If I’m not mistaken there are two versions on the Blu-ray, one with a running time of 136 minutes, one with a running-time of 122 minutes (approx).
This is the part of my review about the different versions:
[i]= The Different Versions =
When Major Dundee went into post-production, Peckinpah was very busy courting one of his actresses, Begonia Palacios, in the movie the young Mexican girl who has an overnight affair with Tim Ryan. The girl’s family was against it, but Sam was madly in love and pushed through. He would indeed marry her the next year. In the meantime Columbia had hired three editors - William Lyon, Don Starling and Howard Kunin - to look at the 40,000 feet of film Sam had shot in Mexico. Peckinpah joined the group but almost immediately fell out with them. According to Ericsson, this is the moment that Sam ‘lost his movie’: he should have tried to win the studio for his way of thinking, but instead he infuriated everybody with his unwillingness to compromise.
However, the contract guaranteed him the right to make a first cut of the movie and to screen it in two try-outs. According to Webble, Peckinpah pruned the film down to 2 hours, 41 minutes (161 minutes), but then wanted to put 7-10 minutes (he had previously cut) back into it (which would make his ‘final cut’ 168-171 minutes long). Other sources mention a version of 156 minutes. But Sam didn’t get his screenings; instead Bresler took the film to New York and showed it to a group of exhibitors (owners of theatre chains). When he came back he told the film was too long and that he, Bresler, and his editors would cut down the film to acceptable length. Sam was denied access to the studio and without him the Bresler team brought the film’s running time back to about 136 minutes.

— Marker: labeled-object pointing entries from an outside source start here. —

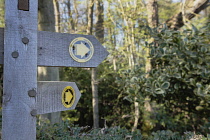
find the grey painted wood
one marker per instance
(19, 73)
(1, 45)
(49, 96)
(53, 50)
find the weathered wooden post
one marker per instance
(20, 70)
(21, 51)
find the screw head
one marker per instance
(32, 93)
(34, 112)
(25, 40)
(15, 54)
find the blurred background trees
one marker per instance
(157, 74)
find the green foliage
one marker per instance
(178, 84)
(180, 76)
(65, 131)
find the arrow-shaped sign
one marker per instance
(81, 49)
(53, 50)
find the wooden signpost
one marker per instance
(22, 49)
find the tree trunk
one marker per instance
(152, 11)
(90, 17)
(94, 82)
(177, 22)
(47, 23)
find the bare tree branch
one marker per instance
(177, 22)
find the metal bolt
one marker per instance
(25, 40)
(15, 54)
(34, 112)
(32, 93)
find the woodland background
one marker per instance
(154, 83)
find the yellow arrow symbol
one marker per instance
(69, 97)
(81, 49)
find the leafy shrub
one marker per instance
(64, 131)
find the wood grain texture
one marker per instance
(1, 45)
(53, 50)
(49, 96)
(19, 73)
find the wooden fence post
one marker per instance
(20, 70)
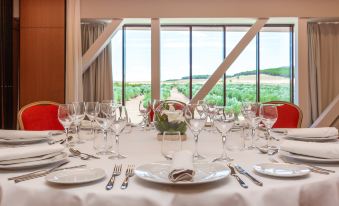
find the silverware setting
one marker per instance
(244, 172)
(313, 168)
(234, 174)
(36, 175)
(129, 173)
(116, 172)
(45, 170)
(83, 156)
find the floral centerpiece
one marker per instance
(169, 117)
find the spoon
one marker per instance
(78, 153)
(265, 150)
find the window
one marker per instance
(190, 54)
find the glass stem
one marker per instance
(196, 138)
(117, 143)
(252, 136)
(105, 139)
(223, 138)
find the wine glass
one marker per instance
(119, 123)
(91, 111)
(250, 111)
(66, 118)
(196, 123)
(223, 122)
(79, 115)
(269, 115)
(104, 118)
(144, 111)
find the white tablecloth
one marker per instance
(142, 147)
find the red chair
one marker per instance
(289, 115)
(42, 115)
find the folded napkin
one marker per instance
(29, 151)
(18, 134)
(182, 167)
(313, 132)
(314, 149)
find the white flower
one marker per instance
(173, 115)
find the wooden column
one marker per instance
(42, 51)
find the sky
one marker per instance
(207, 53)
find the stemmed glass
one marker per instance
(196, 122)
(119, 123)
(104, 119)
(92, 110)
(79, 115)
(144, 111)
(223, 122)
(250, 111)
(269, 115)
(66, 118)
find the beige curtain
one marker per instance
(97, 79)
(73, 52)
(323, 65)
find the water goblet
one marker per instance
(118, 125)
(66, 118)
(104, 119)
(223, 122)
(79, 115)
(195, 123)
(91, 111)
(269, 115)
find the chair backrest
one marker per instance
(42, 115)
(289, 115)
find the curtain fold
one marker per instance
(323, 41)
(74, 86)
(97, 79)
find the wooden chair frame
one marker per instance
(291, 104)
(21, 125)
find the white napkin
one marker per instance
(313, 132)
(29, 151)
(314, 149)
(182, 167)
(18, 134)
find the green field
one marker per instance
(235, 92)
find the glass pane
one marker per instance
(207, 55)
(241, 76)
(116, 43)
(274, 64)
(138, 69)
(175, 63)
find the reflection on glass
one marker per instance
(138, 70)
(175, 63)
(274, 64)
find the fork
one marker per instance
(116, 172)
(129, 173)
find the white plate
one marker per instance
(25, 165)
(313, 139)
(76, 176)
(307, 158)
(23, 140)
(281, 169)
(204, 173)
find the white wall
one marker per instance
(208, 8)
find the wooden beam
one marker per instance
(228, 61)
(329, 115)
(100, 44)
(155, 52)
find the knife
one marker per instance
(243, 172)
(234, 174)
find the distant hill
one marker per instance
(279, 71)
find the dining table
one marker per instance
(142, 147)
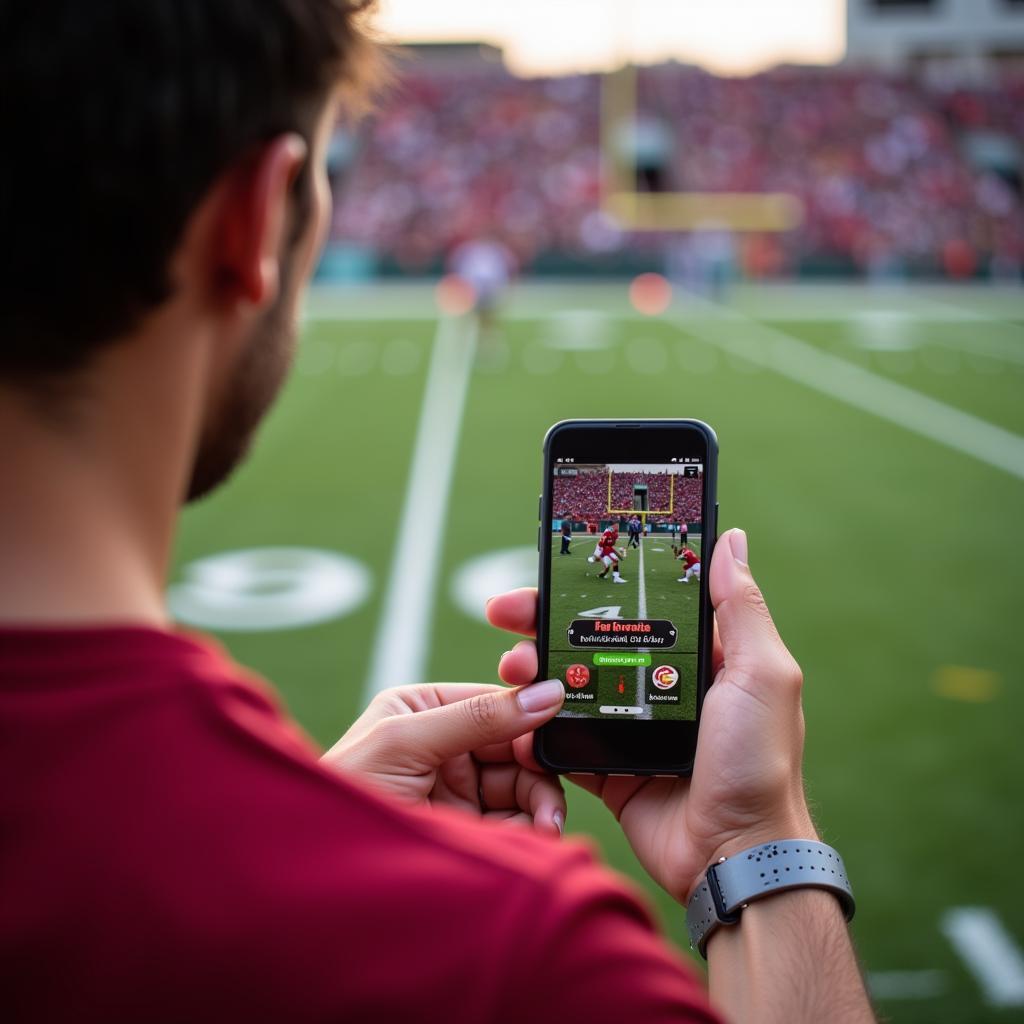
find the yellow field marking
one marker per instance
(964, 682)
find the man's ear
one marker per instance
(253, 221)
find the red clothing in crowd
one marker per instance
(171, 850)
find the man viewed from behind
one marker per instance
(172, 847)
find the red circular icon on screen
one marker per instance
(665, 677)
(578, 676)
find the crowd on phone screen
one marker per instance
(891, 171)
(585, 497)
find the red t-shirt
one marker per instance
(171, 850)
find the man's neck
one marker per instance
(91, 495)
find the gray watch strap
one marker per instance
(757, 872)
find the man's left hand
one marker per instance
(464, 744)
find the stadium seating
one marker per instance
(880, 162)
(585, 497)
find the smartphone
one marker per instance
(629, 516)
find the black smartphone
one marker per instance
(629, 516)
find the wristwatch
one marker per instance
(757, 872)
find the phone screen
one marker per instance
(625, 587)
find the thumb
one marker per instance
(745, 628)
(492, 717)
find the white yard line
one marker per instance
(989, 952)
(641, 613)
(773, 349)
(401, 644)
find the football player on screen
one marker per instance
(691, 560)
(609, 555)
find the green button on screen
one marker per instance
(622, 657)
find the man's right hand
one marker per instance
(747, 785)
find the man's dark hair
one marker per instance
(118, 116)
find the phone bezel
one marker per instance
(615, 747)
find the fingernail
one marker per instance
(541, 696)
(737, 542)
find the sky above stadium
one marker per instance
(560, 36)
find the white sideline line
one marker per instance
(400, 647)
(989, 952)
(773, 349)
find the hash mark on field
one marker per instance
(399, 655)
(906, 984)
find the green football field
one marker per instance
(871, 445)
(651, 590)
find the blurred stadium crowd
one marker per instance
(895, 176)
(584, 498)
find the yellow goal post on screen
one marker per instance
(643, 513)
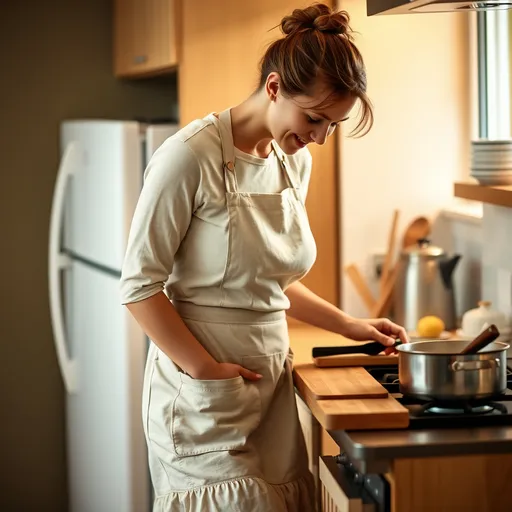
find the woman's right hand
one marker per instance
(218, 371)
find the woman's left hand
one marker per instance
(382, 330)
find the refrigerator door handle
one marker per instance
(58, 261)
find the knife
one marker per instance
(372, 349)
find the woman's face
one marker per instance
(295, 122)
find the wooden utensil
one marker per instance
(481, 341)
(390, 252)
(360, 285)
(419, 228)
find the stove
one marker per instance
(429, 414)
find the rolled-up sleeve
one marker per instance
(169, 197)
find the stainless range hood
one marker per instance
(374, 7)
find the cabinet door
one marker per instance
(144, 37)
(338, 493)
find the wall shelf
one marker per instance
(499, 196)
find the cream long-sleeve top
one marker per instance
(178, 240)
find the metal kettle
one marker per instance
(424, 285)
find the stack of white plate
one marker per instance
(491, 161)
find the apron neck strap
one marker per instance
(223, 123)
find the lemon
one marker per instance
(430, 327)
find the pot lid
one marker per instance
(423, 248)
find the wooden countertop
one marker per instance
(340, 398)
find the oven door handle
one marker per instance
(338, 490)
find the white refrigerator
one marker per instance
(101, 350)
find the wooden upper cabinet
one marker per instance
(145, 37)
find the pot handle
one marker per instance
(485, 364)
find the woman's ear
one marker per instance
(272, 85)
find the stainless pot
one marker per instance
(424, 285)
(435, 370)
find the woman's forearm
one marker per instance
(162, 323)
(308, 307)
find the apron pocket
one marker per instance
(214, 415)
(271, 367)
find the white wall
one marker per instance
(418, 80)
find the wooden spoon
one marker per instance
(481, 341)
(417, 229)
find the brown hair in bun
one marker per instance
(318, 44)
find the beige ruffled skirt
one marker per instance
(227, 445)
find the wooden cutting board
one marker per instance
(355, 360)
(369, 414)
(337, 383)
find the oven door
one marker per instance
(340, 492)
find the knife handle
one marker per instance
(371, 349)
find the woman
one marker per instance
(221, 226)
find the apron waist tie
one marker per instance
(222, 315)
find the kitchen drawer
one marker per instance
(339, 493)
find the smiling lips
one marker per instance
(300, 141)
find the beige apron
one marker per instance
(236, 445)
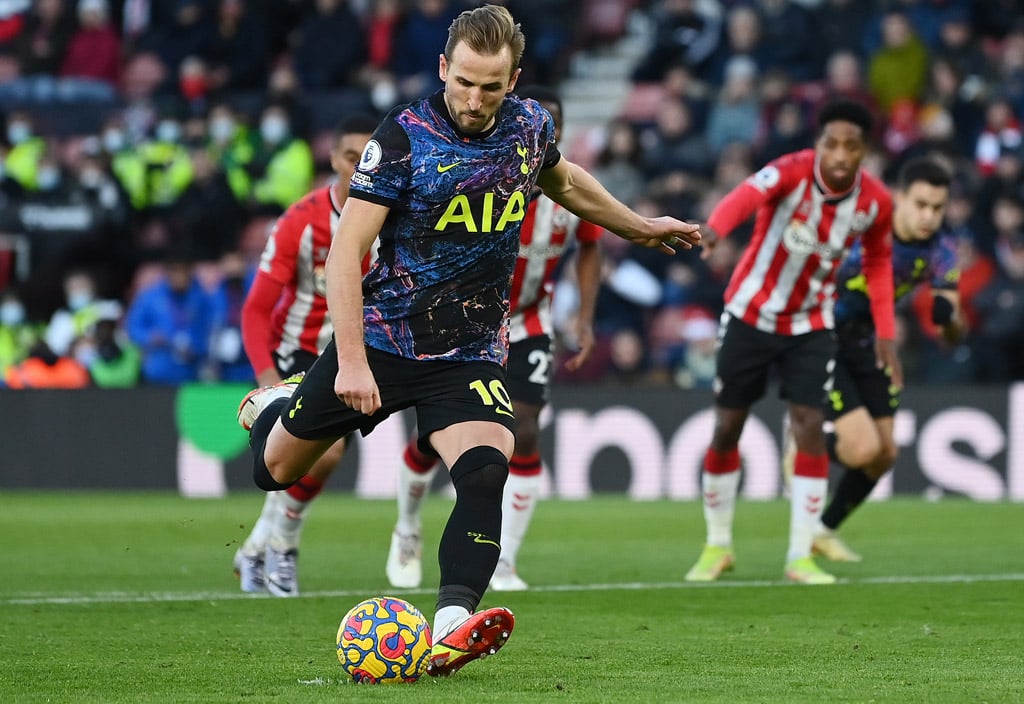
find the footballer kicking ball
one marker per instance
(384, 640)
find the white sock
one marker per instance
(256, 540)
(807, 500)
(719, 492)
(413, 487)
(445, 619)
(518, 502)
(288, 522)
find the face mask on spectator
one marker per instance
(193, 87)
(221, 129)
(114, 140)
(86, 354)
(17, 132)
(48, 177)
(90, 177)
(11, 313)
(77, 300)
(273, 130)
(168, 131)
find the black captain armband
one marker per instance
(942, 310)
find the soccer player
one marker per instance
(811, 207)
(443, 184)
(548, 231)
(285, 324)
(863, 400)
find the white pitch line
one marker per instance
(39, 599)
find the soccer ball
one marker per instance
(384, 640)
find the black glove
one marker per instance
(942, 310)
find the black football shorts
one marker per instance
(528, 369)
(748, 357)
(442, 393)
(860, 383)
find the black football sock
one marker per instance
(257, 441)
(853, 488)
(470, 543)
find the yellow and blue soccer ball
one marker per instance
(384, 640)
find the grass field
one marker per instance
(129, 598)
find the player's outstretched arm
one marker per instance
(359, 224)
(567, 184)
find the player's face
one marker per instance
(841, 148)
(475, 86)
(919, 210)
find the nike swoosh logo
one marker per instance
(483, 539)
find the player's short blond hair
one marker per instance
(487, 30)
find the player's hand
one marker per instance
(886, 358)
(667, 233)
(585, 342)
(708, 240)
(356, 388)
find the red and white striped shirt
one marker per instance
(548, 230)
(785, 279)
(291, 283)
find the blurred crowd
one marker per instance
(147, 146)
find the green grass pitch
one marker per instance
(130, 598)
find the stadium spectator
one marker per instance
(420, 32)
(43, 42)
(742, 37)
(899, 69)
(113, 360)
(231, 144)
(684, 34)
(784, 133)
(188, 32)
(552, 27)
(226, 350)
(282, 169)
(839, 26)
(238, 53)
(1001, 302)
(171, 321)
(620, 163)
(17, 333)
(43, 368)
(207, 218)
(844, 78)
(674, 143)
(80, 312)
(330, 46)
(786, 38)
(1000, 134)
(735, 114)
(92, 61)
(26, 148)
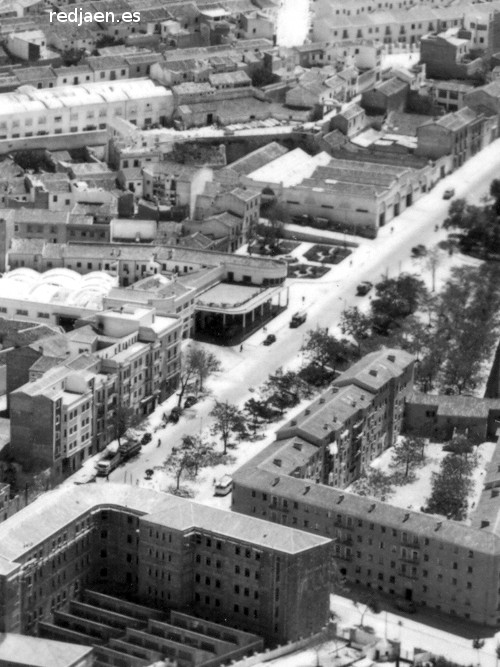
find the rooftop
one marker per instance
(56, 509)
(37, 652)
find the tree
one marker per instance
(258, 410)
(375, 484)
(433, 261)
(495, 193)
(460, 445)
(204, 363)
(179, 462)
(396, 299)
(196, 363)
(228, 418)
(407, 453)
(199, 451)
(356, 324)
(283, 388)
(370, 603)
(451, 487)
(122, 419)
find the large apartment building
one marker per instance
(450, 566)
(162, 551)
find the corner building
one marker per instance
(449, 566)
(162, 551)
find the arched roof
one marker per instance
(60, 286)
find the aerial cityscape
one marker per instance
(249, 333)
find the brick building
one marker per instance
(67, 411)
(163, 551)
(453, 567)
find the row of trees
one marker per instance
(479, 225)
(452, 334)
(407, 455)
(453, 483)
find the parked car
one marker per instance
(224, 486)
(298, 318)
(364, 287)
(175, 415)
(190, 400)
(147, 437)
(419, 250)
(406, 605)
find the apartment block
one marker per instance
(163, 551)
(461, 134)
(81, 108)
(125, 359)
(450, 566)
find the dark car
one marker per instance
(147, 437)
(419, 250)
(190, 400)
(175, 415)
(407, 606)
(364, 287)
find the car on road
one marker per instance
(419, 250)
(363, 288)
(175, 415)
(298, 318)
(271, 338)
(407, 606)
(190, 400)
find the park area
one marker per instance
(436, 478)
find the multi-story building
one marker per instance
(461, 134)
(82, 108)
(446, 55)
(451, 566)
(164, 551)
(70, 409)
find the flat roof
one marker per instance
(226, 294)
(290, 169)
(53, 511)
(38, 652)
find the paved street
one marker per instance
(325, 300)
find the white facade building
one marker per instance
(30, 112)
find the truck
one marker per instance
(129, 449)
(297, 319)
(108, 463)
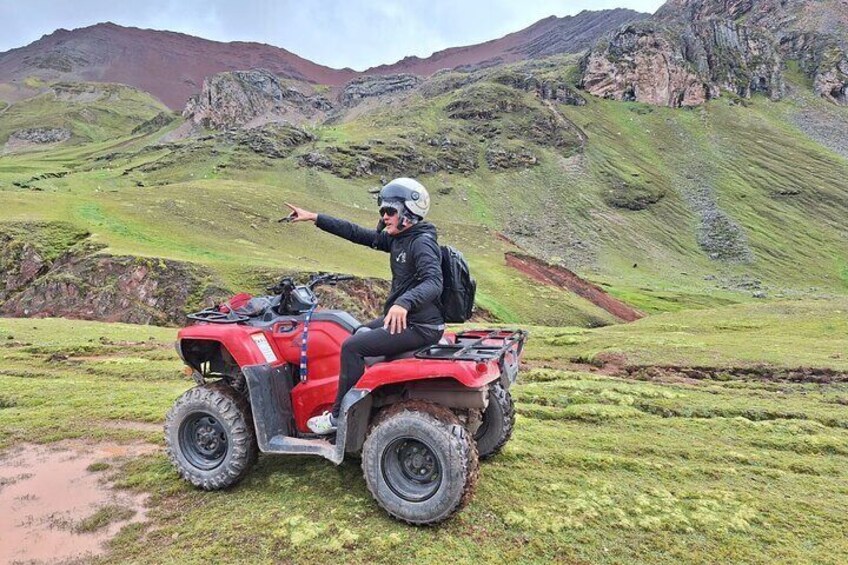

The studio still wasn’t satisfied, and cut the movie further down to 122 minutes, breaking its narrative backbone and creating a lot of inconsistencies.[/i]
Second quote:
The version that finally hit theaters (122 mns), was dreadful, fragmented and incoherent. The extended version, released on DVD in 2005, is a major improvement. It runs for about 136 minutes and must be close to what Bresler and his editors concocted in 1965, before the studio ordered to cut the movie down to two hours.
So the 136 mns is the best available of the movie (longer versions are lost)
The 122 mns version is a disgrace.
Conclusion: Do as Stanton says and watch the longer version.